La Federación inició un nuevo frente legal contra Calica al exigir formalmente la recuperación de 6.1 hectáreas dentro del puerto de Punta Venado, en Playa del Carmen, argumentando que esos terrenos fueron donados al Gobierno Federal desde 1991.
México (Marcrix Noticias)-El Gobierno de México emprendió una nueva disputa legal contra la empresa Calica, filial de la estadounidense Vulcan Materials Company, al reclamar oficialmente 6.1 hectáreas ubicadas dentro del área concesionada del puerto de Punta Venado, al sur de Playa del Carmen.
La solicitud fue promovida por la Secretaría de Desarrollo Agrario, Territorial y Urbano (Sedatu), que busca formalizar la inscripción de un contrato de donación realizado en 1991 por Rancho Piedra Caliza, una de las empresas vinculadas a Calica.
De acuerdo con documentos integrados en el Registro Público de la Propiedad y el Comercio de Quintana Roo, la superficie en disputa forma parte de un predio de 201.9 hectáreas adquirido por la compañía en 1986 y utilizado durante décadas para operaciones portuarias y traslado de material pétreo.
El expediente señala que el 16 de mayo de 1991 el Gobierno Federal y la empresa firmaron un acuerdo mediante el cual una parte del terreno sería cedida a la Federación; sin embargo, ese acto nunca fue inscrito oficialmente, por lo que el Estado no pudo ejercer derechos sobre el inmueble.
Ahora, mediante el oficio 15.6.11.214.00764.2024, la Federación formalizó el reclamo sobre las 6.1 hectáreas, abriendo un nuevo capítulo en la larga confrontación legal y ambiental que mantiene con la compañía minera.

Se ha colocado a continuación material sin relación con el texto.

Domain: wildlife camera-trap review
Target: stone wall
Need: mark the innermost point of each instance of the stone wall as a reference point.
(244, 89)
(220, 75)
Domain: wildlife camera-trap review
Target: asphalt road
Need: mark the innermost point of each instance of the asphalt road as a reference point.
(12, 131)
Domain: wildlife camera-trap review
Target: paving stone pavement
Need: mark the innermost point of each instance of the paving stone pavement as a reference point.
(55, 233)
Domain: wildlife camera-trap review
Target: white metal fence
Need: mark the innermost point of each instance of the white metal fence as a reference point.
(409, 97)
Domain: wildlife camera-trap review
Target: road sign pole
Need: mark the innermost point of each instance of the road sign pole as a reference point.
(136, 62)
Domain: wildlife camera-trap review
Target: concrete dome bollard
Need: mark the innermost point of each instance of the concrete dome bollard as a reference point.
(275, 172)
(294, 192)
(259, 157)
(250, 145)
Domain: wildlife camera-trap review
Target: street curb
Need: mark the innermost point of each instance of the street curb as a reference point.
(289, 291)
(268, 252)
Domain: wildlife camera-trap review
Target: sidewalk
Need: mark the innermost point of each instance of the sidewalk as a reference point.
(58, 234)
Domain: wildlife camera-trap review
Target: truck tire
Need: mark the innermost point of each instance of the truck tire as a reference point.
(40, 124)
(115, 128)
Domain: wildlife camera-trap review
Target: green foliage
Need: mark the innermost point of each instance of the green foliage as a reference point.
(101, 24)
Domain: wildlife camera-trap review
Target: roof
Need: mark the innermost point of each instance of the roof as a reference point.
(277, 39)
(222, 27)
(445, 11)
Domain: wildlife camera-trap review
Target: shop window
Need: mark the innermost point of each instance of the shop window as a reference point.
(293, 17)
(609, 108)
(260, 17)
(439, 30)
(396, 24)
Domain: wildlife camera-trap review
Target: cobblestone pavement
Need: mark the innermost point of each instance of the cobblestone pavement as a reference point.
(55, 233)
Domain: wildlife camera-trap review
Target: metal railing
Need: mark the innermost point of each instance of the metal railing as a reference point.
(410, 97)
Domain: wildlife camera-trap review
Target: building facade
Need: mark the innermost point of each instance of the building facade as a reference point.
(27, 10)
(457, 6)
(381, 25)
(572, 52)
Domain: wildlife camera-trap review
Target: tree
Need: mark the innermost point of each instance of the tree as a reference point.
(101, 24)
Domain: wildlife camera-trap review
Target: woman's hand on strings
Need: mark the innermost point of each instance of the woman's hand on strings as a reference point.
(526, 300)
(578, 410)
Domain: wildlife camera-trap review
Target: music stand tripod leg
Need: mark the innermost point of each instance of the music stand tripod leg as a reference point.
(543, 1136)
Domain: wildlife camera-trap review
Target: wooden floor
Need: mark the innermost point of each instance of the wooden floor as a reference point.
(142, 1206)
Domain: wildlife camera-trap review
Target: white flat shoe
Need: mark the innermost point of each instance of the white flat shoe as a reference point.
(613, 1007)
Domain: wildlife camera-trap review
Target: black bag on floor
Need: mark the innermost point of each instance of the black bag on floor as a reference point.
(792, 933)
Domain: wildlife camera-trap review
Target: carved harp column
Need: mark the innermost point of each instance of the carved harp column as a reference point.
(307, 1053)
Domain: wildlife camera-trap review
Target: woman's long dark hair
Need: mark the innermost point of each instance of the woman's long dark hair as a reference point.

La controversia se suma a otros procesos iniciados en administraciones anteriores, desde el sexenio de Enrique Peña Nieto, continuando con Andrés Manuel López Obrador y actualmente bajo el gobierno de Claudia Sheinbaum.
Según los registros consultados, Calica destinó más de 17 millones de nuevos pesos para construir infraestructura estratégica en Punta Venado, incluyendo una terminal de transbordadores, plataformas de servicio, vialidades y conexiones con la carretera federal 307.
Estas instalaciones fueron utilizadas por cerca de cuatro décadas para exportar material pétreo extraído en la zona sur de Playa del Carmen, actividad que actualmente permanece detenida tras diversas acciones legales y ambientales impulsadas por el Gobierno Federal.